Ya hemos aprendido que cuando viajas en camper a veces es mejor cambiar de plan que pasarte una hora buscando dónde meter seis metros de vehículo.

Pero esta vez salió bien.

Encontramos sitio en el parking para autocaravanas, pagamos unos 4 euros por casi dos horas y nos pusimos a caminar.

Lo curioso es que al minuto ya empiezas a ver el mar, los barcos y parte del entorno, así que realmente el paseo se hace bastante ameno.

La única pega llegó después. Porque la ida es prácticamente cuesta abajo, y claro… la vuelta no. La vuelta fue una bonita cuesta arriba que, por suerte, se hizo bastante más llevadera de lo que esperábamos porque aquella tarde habían bajado un poco las temperaturas y ya no estábamos derritiéndonos como en otros días.

El típico sitio donde no sabes hacia dónde mirar

Llegamos al pueblo y empezamos a pasear sin rumbo fijo.

Casas de colores, barquitos, terrazas, calles estrechas, y ese ambiente italiano que parece que sale solo cuando estás cerca del mar.

Mientras nosotros hacíamos fotos a las fachadas y a los barcos, Jack estaba centrado en asuntos mucho más importantes.

Analizar olores y comprobar quién había pasado por allí.

La zona de la iglesia parece sacada de una película

Si hay una imagen que nos llevamos de Porto Venere es la de la iglesia de San Pietro.

La ubicación es una barbaridad. Las rocas, el mar golpeando abajo, los acantilados, los veleros pasando por delante, y unas vistas que parecen irreales.

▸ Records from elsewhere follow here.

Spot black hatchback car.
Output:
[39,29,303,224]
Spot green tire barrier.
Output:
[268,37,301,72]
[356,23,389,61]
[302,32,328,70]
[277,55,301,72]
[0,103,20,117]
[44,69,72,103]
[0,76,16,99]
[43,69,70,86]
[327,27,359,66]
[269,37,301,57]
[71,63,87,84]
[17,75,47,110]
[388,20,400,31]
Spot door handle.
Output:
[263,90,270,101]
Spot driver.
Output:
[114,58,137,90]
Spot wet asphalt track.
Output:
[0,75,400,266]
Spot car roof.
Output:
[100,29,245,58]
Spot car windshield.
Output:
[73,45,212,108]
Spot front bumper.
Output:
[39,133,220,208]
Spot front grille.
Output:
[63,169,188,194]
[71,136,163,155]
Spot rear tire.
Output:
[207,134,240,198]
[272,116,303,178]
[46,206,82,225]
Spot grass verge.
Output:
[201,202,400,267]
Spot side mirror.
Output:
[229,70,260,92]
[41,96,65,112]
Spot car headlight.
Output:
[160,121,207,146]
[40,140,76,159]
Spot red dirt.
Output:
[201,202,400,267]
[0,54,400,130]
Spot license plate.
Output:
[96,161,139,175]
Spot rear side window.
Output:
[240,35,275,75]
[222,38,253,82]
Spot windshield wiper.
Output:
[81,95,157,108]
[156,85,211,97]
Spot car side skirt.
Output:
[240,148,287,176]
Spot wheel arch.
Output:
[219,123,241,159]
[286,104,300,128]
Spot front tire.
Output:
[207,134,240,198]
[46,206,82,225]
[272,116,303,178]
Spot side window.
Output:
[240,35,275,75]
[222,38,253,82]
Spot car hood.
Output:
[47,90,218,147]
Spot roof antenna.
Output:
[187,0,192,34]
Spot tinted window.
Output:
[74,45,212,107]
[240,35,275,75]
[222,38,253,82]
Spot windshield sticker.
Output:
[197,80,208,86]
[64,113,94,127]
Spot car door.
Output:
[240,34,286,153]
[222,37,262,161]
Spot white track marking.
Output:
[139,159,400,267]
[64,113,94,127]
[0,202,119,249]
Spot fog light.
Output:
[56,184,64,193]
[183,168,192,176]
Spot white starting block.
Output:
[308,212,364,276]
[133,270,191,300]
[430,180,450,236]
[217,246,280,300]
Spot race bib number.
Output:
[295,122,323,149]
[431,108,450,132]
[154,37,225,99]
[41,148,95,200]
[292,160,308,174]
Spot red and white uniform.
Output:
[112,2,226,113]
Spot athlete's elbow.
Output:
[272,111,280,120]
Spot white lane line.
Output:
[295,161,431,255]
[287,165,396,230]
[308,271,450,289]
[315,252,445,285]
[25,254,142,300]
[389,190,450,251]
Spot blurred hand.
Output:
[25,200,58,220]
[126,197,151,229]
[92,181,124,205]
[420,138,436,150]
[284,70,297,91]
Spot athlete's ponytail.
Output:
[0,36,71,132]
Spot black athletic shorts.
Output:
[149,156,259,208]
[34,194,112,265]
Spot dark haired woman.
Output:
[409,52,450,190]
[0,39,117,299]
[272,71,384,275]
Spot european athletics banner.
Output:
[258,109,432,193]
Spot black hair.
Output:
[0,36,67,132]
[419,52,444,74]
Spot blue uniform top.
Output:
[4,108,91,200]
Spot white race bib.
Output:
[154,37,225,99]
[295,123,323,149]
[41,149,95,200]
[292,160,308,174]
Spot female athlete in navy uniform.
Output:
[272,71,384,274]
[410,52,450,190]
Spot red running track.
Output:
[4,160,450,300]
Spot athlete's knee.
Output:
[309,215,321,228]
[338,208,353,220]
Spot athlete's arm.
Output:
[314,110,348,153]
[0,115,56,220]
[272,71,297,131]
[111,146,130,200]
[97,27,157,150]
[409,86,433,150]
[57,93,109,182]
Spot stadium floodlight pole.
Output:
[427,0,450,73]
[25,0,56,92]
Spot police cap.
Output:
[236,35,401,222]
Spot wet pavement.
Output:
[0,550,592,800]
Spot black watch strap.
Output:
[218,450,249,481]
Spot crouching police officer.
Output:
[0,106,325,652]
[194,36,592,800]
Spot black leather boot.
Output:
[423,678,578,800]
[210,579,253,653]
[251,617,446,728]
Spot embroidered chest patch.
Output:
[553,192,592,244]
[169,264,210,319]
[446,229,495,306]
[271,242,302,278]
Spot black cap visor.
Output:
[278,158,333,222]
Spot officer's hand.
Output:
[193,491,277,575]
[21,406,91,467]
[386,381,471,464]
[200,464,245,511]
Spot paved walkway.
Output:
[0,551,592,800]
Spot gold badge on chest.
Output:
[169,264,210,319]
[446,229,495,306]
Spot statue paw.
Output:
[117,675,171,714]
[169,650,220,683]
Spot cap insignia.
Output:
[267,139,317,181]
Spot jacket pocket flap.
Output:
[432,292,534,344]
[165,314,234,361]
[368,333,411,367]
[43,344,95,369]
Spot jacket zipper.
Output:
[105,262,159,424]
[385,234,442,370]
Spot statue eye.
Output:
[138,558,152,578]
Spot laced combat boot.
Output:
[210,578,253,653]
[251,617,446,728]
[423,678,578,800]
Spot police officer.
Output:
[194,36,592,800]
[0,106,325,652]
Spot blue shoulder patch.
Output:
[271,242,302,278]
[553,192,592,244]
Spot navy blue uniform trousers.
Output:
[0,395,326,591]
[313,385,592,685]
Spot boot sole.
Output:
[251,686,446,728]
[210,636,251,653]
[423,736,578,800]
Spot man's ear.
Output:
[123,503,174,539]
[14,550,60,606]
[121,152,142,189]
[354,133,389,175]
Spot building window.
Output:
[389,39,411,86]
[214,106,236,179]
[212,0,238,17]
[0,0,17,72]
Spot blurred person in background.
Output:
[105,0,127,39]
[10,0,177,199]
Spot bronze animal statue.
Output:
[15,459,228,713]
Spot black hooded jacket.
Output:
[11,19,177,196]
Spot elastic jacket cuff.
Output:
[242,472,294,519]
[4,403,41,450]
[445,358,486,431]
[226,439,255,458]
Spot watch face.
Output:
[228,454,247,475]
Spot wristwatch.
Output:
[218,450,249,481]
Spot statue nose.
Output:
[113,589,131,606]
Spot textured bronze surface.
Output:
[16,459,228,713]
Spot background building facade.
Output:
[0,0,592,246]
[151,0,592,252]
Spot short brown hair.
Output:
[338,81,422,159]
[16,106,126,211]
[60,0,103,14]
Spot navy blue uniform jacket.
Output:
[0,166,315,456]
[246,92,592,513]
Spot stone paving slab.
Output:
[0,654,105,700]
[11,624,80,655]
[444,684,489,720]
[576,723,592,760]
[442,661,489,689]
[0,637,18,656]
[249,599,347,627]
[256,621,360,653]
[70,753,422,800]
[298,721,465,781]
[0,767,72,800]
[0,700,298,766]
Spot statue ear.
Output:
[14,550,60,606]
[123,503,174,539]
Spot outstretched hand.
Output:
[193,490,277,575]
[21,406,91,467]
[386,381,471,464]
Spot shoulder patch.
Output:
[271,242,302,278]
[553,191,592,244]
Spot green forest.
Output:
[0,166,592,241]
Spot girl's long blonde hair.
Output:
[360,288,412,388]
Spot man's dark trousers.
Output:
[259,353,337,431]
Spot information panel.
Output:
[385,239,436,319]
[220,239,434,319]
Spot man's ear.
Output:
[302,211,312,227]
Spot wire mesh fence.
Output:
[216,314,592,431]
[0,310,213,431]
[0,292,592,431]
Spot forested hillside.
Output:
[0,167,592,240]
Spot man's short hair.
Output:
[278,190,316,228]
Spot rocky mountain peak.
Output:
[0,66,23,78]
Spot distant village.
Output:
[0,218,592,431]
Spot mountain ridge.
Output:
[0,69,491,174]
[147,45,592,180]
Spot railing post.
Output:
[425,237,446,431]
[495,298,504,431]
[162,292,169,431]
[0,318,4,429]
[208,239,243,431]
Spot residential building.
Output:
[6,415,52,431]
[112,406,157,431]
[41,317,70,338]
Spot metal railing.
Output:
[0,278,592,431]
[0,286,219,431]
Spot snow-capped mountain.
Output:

Nos recordó muchísimo a Juego de Tronos.

De hecho, si alguien nos hubiera dicho que alguna escena se grabó allí, probablemente nos lo habríamos creído.

Tiene ese aire de fortaleza al borde del mundo donde perfectamente podrían estar los Lannister preparando alguna de sus historias, o Daenerys aterrizando con los dragones.

Y hablando de dragones… Hubo un momento en el que no nos habría extrañado que uno apareciera por allí y se llevara a Jack volando. Sobre todo después de que una gaviota decidiera declararnos la guerra.

Porque sí.

Arantxa apoyó la mano tranquilamente sobre una piedra para hacer una foto, y cuando la levantó tenía un regalo recién entregado por una gaviota.

Justo después escuchamos una que parecía estar riéndose desde algún sitio y todavía estamos convencidos de que fue ella.

¿Merece la pena visitar Porto Venere?

Muchísimo, sobre todo porque llegamos sin esperar demasiado y nos encontramos uno de los pueblos que más nos han gustado de todo el viaje.

No es enorme, no necesitas dedicarle un día entero, pero tiene algo especial.

Entre las casas de colores, el puerto, las vistas y ese ambiente relajado junto al mar, Porto Venere consiguió algo que no todos los pueblos consiguen cuando llevas semanas viajando: que dejáramos de mirar el mapa durante un rato.

Y eso, cuando viajas constantemente pensando cuál será la próxima parada, vale mucho más de lo que parece.